NICO BRAAS COLLECTION
No. 12355. Arado Ar 231
Source unknown

Arado Ar 231

04/30/2014. Remarks by Johan Visschedijk: "Mid-1938 Arado received on order from the RLM to develop an on-board aircraft for the projected Type XI submarine. It called for an unarmed, single-engine, single-seater with a seaworthiness up to sea state 2. Furthermore, the type should be able to reach an altitude of at least 3,000 m and have a flight duration of three and a half hours. Special emphasis was placed on the dimensions and the dismantling of the aircraft, which which should fit in a 24 ft 7.3 in (7.50 m) long tube with a diameter of 7 ft 4.6 in (2.25 m).

Under the project designation E 300, the Arado plant at Brandenburg began with the design that eventually led to the creation of the Ar 231, a strutted high-wing monoplane of all-metal construction, equipped with two floats. After the mock inspection in December 1939 the RLM issued in January 1940 a contract for four test aircraft, of which the first, the Ar 231 V1, performed the maiden flight on July 25, 1940. The aircraft was powered by an 160 hp Hirth HM 506 A-1 six-cylinder air-cooled inverted in-line engine, as was the Ar 231 V2, while the Ar 231 V3 and Ar 231 V4 were powered by the similar 160 hp Hirth 501 engine.

The Ar 231 employed an extremely simple structure, and in order to facilitate wing folding, the small wing center section was braced above the fuselage at an angle so that the root of the starboard mainplane was lower than that of the port mainplane, permitting the latter to swing over the former when these swiveled on the rear spar for stowage aboard the submarine. Like the Besson M.B.411 and the Yokosuka E14Y1, the Ar 231 was intended to be lowered onto the water from the submarine and subsequently retrieved by means of a folding crane after completing its mission. The process of dismantling the floatplane for insertion in the tubular hangar occupied approximately six minutes, erection taking a similar time.

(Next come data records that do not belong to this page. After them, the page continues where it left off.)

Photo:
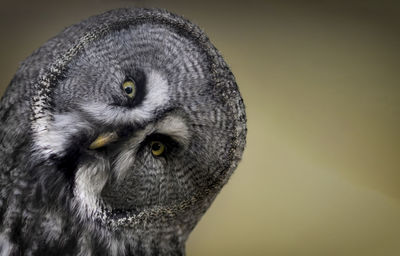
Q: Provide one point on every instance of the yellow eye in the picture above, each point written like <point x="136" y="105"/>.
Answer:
<point x="129" y="88"/>
<point x="157" y="148"/>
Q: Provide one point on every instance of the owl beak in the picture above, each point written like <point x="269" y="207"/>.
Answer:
<point x="103" y="140"/>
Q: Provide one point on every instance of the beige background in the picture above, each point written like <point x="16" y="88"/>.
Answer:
<point x="320" y="79"/>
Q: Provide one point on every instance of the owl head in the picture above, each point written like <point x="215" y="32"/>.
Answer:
<point x="136" y="122"/>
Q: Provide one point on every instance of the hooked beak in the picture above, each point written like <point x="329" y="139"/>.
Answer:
<point x="103" y="140"/>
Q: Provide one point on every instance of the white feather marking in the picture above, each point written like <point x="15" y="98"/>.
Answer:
<point x="89" y="182"/>
<point x="157" y="96"/>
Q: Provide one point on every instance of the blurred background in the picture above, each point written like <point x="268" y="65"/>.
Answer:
<point x="321" y="83"/>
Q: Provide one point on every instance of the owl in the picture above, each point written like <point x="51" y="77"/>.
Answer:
<point x="116" y="135"/>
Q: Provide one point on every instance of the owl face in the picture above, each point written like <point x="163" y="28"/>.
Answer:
<point x="143" y="125"/>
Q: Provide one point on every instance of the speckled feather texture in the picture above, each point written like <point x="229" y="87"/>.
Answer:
<point x="58" y="196"/>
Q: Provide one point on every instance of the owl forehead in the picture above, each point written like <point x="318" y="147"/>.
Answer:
<point x="175" y="68"/>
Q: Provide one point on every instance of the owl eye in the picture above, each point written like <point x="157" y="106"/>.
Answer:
<point x="157" y="148"/>
<point x="129" y="88"/>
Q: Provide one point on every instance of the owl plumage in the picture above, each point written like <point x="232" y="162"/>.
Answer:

Development of the type was slow, and the final aircraft could be delivered to the test center only in May 1941. Meanwhile the other three aircraft had already completed a comprehensive flight program, in which sufficient flight characteristics were attested, although not to complete satisfaction. By adding end-plates to the vertical stabilizer, as shown in the photo above, improved flight characteristics should be achieved, however, the hoped-for success was failed. Also the shape of the floats, which had been developed in collaboration with the institute of naval aviation of the DVL, Hamburg, required revision.

In the meantime, the Navy had halted the construction of the type XI submarine, so further development of the Ar 231 lost its cause. Subsequently the Ar 231 V3 and Ar 231 V4 were released for use on the Handelsstörkreuzer "Stier" (HSK 6, auxiliary cruiser "Bull"). After the departure of the ship in early May 1942 only one reconnaissance flight was made, on July 3. On landing a float strut broke, nearly leading to the loss of the aircraft. The following day, the repaired Ar 231 attempted to takeoff again, but this time a float broke. No more flights were made, the "Stier" sank on September 27, 1942, taking the two Ar 231s with it. The Ar 231 V1 and Ar 231 V2 were scrapped in March 1943.